Mi corazón no podía aguantar más golpes y fue por eso que decidí guardarlo en el cajón, con todos esos recuerdos que prometí olvidar. No más ir a la cancha, no más partidos por la tele, ni siquiera un picadito con amigos. Pero arrancarse el corazón, tiene un precio. Dejé de sentir, y eso era lo que quería, aunque mi familia, mis amigos, no lo entendieran. Me llevaron a distintos doctores, me hicieron estudios, a mi no me importaba. En realidad, ya nada lo hacía. Vivir sin emociones, significaba no más amarguras. No más tristezas y obviamente, no más felicidad, vivir en un gris eterno. Día tras día, tras día y nada. Ni mi mujer, ni mis hijos podían generar algo. Mucho menos mi trabajo, o mis amigos.
Pensaban que estaba enfermo, que estaba loco, que estaba depresivo. Y estaban en lo correcto, todo eso estaba, antes de que me haya descorazonado. Después, de la cirugía ya no estaba ni loco, ni enfermo, ni vivo. Sin corazón no estaba ni bien, ni mal, simplemente estaba.
Les juro que no sentí nada por más de un año, no había nada que me hiciera reír o llorar. Nada podía moverme un músculo, hasta que vi esa tapa del diario. Esa maldita tapa, tirada en la mesita del consultorio del médico, mientras este hablaba y me mostraba imágenes sin sentido.
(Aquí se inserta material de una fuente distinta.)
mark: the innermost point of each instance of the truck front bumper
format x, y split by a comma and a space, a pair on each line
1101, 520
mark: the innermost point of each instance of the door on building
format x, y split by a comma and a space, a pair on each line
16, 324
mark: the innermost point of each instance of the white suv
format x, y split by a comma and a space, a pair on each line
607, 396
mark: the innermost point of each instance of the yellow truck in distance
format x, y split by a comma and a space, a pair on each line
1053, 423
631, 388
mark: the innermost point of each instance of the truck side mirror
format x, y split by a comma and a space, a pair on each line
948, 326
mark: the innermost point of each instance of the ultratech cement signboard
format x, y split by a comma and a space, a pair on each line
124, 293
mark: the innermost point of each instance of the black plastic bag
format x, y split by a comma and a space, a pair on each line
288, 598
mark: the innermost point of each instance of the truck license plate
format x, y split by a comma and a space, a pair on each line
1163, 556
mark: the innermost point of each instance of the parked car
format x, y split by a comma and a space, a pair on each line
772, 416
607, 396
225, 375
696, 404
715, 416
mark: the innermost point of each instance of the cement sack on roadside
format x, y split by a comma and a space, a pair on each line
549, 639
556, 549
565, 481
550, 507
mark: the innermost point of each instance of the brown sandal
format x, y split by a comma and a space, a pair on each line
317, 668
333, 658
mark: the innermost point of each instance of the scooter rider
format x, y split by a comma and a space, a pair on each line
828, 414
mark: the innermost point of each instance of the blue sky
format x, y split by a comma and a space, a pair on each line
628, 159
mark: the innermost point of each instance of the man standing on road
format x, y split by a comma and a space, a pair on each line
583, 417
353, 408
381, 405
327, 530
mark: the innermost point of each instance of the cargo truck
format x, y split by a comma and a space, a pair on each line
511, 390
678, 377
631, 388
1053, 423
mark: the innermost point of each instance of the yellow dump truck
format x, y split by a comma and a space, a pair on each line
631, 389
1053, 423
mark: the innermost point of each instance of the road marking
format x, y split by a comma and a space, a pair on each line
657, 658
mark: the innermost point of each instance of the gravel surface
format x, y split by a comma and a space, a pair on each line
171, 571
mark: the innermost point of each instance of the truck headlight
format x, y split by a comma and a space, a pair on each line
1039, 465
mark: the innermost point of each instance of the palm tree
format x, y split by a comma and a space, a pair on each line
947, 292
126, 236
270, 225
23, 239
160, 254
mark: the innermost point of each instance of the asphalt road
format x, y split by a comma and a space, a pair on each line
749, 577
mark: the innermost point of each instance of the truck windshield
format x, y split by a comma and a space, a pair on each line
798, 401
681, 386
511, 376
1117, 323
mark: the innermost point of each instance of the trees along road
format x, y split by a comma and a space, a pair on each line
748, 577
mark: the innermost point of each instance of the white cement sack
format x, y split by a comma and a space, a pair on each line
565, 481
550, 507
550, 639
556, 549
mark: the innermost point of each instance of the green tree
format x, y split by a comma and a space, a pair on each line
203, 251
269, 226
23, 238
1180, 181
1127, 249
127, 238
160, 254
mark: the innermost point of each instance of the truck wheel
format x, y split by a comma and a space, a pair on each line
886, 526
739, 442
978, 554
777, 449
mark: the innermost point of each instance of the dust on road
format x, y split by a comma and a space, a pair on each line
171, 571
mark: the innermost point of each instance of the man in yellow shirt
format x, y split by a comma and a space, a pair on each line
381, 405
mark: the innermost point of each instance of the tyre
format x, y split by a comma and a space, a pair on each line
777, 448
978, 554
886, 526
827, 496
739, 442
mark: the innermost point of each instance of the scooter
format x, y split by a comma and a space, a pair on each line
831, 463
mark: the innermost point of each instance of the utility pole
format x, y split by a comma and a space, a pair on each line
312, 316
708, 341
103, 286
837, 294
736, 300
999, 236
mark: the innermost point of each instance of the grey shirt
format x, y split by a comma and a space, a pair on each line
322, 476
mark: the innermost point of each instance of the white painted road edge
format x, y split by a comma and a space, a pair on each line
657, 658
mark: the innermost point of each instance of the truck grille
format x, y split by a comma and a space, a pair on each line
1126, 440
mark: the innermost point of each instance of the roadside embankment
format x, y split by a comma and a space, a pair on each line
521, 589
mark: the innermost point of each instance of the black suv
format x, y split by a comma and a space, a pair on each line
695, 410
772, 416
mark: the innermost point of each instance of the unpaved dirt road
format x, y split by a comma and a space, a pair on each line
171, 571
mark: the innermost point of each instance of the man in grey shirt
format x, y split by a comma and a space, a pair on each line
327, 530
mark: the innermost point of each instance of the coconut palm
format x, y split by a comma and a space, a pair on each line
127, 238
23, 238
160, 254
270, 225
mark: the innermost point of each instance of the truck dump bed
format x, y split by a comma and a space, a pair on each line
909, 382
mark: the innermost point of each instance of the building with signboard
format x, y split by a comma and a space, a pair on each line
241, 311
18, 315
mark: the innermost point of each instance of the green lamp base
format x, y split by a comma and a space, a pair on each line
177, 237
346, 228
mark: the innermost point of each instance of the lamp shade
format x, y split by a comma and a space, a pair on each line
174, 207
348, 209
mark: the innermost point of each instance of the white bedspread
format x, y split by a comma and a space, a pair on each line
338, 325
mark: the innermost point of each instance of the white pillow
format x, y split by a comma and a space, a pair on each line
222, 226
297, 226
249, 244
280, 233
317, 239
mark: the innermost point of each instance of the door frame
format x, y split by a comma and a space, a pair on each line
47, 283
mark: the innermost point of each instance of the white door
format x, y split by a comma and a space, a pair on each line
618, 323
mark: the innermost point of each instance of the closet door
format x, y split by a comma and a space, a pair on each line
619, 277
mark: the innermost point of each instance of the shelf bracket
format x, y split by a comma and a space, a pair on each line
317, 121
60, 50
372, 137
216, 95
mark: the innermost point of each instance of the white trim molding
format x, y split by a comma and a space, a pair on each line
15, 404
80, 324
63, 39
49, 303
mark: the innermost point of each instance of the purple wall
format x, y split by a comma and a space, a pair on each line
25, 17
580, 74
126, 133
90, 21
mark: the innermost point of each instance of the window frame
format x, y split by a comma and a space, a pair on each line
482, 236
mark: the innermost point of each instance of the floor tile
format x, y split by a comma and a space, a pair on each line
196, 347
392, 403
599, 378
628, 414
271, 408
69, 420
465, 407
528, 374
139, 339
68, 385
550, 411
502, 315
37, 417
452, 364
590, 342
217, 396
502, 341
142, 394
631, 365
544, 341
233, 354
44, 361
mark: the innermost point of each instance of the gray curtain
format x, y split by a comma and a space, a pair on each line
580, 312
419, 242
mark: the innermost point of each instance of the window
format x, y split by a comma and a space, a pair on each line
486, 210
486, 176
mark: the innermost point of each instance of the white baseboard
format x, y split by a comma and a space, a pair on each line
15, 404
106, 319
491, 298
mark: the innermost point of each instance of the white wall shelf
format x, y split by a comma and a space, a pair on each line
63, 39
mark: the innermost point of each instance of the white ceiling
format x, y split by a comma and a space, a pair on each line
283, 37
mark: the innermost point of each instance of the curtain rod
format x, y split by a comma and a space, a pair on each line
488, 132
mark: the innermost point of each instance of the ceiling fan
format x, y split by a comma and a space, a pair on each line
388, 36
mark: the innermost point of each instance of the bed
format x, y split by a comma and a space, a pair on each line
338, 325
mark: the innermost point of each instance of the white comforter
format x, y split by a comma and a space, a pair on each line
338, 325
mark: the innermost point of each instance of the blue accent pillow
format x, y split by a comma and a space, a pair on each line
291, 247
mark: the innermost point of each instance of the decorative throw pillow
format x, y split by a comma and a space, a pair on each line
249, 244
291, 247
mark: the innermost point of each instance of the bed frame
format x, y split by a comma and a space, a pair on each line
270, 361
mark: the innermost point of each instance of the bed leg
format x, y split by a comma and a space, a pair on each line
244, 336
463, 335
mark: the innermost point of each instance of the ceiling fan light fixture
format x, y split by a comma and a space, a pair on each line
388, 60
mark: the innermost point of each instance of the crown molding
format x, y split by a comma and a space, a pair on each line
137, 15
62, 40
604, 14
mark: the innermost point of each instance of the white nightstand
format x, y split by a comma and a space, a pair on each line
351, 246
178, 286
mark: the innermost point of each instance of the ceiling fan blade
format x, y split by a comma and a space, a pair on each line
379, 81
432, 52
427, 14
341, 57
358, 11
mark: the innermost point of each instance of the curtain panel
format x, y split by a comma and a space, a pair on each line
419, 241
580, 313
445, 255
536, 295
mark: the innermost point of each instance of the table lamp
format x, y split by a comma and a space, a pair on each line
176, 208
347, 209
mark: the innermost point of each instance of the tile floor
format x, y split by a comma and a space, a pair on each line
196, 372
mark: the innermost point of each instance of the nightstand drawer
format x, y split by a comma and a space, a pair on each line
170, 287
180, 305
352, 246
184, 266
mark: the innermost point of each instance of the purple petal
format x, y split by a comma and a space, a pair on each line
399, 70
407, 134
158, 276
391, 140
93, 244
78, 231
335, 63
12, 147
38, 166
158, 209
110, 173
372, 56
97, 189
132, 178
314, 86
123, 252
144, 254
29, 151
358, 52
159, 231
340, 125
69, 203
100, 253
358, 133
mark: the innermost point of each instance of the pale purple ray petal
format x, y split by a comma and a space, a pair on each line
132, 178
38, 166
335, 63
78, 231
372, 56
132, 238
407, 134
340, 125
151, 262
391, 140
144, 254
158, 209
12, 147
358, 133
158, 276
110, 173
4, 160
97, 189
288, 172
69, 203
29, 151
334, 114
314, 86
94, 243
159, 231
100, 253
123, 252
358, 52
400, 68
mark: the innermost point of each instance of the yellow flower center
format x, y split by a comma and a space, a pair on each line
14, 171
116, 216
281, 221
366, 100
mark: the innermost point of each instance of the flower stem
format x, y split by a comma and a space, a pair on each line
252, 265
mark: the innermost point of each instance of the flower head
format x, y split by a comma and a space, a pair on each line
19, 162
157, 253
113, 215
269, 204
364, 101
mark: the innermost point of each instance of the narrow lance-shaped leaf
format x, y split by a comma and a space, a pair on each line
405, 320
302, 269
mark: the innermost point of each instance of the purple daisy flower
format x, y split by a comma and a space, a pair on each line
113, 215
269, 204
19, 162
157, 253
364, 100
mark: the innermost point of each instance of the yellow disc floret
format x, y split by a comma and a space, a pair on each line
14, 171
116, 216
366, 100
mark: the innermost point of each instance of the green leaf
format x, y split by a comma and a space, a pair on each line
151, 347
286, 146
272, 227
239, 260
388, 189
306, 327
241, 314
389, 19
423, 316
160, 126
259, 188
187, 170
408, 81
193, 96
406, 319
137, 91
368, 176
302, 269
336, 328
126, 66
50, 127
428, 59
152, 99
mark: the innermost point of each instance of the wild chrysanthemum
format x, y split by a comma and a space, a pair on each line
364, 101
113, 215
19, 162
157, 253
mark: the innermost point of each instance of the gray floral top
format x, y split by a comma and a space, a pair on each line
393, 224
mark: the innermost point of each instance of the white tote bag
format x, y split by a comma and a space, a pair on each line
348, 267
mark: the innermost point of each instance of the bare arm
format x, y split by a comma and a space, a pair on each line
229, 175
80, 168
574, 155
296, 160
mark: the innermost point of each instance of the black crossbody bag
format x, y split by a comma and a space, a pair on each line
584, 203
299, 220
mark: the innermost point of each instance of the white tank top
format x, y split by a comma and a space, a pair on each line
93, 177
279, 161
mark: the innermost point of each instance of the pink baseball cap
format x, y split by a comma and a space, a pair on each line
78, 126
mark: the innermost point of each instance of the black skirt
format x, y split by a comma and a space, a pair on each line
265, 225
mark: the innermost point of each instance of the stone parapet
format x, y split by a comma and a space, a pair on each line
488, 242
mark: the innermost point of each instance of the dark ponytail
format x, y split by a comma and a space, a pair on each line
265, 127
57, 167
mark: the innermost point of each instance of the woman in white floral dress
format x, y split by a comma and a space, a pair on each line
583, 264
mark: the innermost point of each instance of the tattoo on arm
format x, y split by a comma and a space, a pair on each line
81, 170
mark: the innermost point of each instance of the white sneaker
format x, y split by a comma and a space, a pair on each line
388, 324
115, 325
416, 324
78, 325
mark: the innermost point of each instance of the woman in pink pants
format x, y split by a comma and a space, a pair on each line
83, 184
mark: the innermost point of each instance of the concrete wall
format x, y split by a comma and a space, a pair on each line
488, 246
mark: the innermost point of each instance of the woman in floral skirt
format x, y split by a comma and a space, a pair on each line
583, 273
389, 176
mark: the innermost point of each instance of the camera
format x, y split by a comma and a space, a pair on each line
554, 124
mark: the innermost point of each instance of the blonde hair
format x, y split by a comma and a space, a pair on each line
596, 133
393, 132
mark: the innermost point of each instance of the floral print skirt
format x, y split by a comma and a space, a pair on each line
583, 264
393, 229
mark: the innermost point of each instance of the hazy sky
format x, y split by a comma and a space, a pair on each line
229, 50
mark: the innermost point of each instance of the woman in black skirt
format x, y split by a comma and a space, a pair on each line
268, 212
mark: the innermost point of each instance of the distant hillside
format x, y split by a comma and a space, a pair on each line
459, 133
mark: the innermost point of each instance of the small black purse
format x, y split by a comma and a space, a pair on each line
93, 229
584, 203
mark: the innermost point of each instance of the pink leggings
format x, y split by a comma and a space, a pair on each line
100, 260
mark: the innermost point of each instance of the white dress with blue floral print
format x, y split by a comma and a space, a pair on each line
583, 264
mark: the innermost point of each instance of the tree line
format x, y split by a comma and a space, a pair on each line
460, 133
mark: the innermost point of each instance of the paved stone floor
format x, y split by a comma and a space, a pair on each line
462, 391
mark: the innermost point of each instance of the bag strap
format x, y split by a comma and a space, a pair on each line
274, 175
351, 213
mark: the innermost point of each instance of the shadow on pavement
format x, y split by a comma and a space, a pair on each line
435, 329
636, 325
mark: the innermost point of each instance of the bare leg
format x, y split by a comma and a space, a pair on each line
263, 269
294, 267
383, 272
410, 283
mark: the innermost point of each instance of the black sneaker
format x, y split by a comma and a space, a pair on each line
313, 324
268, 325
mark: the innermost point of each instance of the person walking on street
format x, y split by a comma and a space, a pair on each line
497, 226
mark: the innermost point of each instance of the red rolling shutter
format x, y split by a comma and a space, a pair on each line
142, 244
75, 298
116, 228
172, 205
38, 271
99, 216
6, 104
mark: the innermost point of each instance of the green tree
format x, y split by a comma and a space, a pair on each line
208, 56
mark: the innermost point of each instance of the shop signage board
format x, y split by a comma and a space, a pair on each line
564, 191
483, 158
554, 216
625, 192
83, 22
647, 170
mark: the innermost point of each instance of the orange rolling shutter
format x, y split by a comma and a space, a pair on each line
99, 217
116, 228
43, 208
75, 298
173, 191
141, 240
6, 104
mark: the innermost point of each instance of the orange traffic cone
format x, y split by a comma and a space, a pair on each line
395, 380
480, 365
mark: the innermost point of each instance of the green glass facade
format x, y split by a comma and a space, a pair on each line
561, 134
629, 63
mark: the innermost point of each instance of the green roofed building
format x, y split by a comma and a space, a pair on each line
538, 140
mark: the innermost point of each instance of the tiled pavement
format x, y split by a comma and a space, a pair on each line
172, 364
No me acuerdo ni el día ni la fecha, ni que diario era. No me acuerdo ni siquiera la noticia principal. Pero ahí. en la esquina del papel, bien chiquitito estaba él y estaba ella. Él con su camiseta número diez, y ella de dorado, como siempre. Los grupos para el Mundial de Rusia se habían sorteado y la cuenta regresiva había comenzado. Mi corazón que estaba escondido y olvidado en algún lugar de mi casa, volvió a latir, y yo lo sentí ahí, bien en el medio de mi pecho. Estaba vivo, él — ese corazón golpeado — y yo, y los dos queríamos revancha. ¿Estábamos listos? Probablemente no. ¿Llegábamos de mejor manera,? Seguro que no. ¿Seguíamos heridos? Claro que sí. Pero si él había vuelto, nosotros debíamos hacer lo mismo.
Me escapé del consultorio, subí hasta el ático de casa, donde guardamos todas esas cosas que ya nos olvidamos que están ahí, corrí un par de cajas, y ahí estaba. Abrí el cajón, sabiendo lo que iba a encontrar. Enterrado en un nido de camisetas celestes y blancas, herido pero latiendo más fuerte que nunca, con sed de revancha, con ganas de gritar goles, de cerrar bocas, de apretar dientes, de morderse las uñas, de apretar el puño, de abrazarse con otros corazones rotos.
Porque el fútbol no se trata de merecimientos, no entiende de razones, pero tal vez por esta vez, sólo por una sola vez, escuche a un corazón que está pidiendo a gritos un centro para meter un cabezazo a la ilusión. No se como nos va a ir, lo único que sé, es que hay algo que no se puede dejar de sentir. Porque el corazón necesita sangre, pero más aún, necesita algo en lo que creer.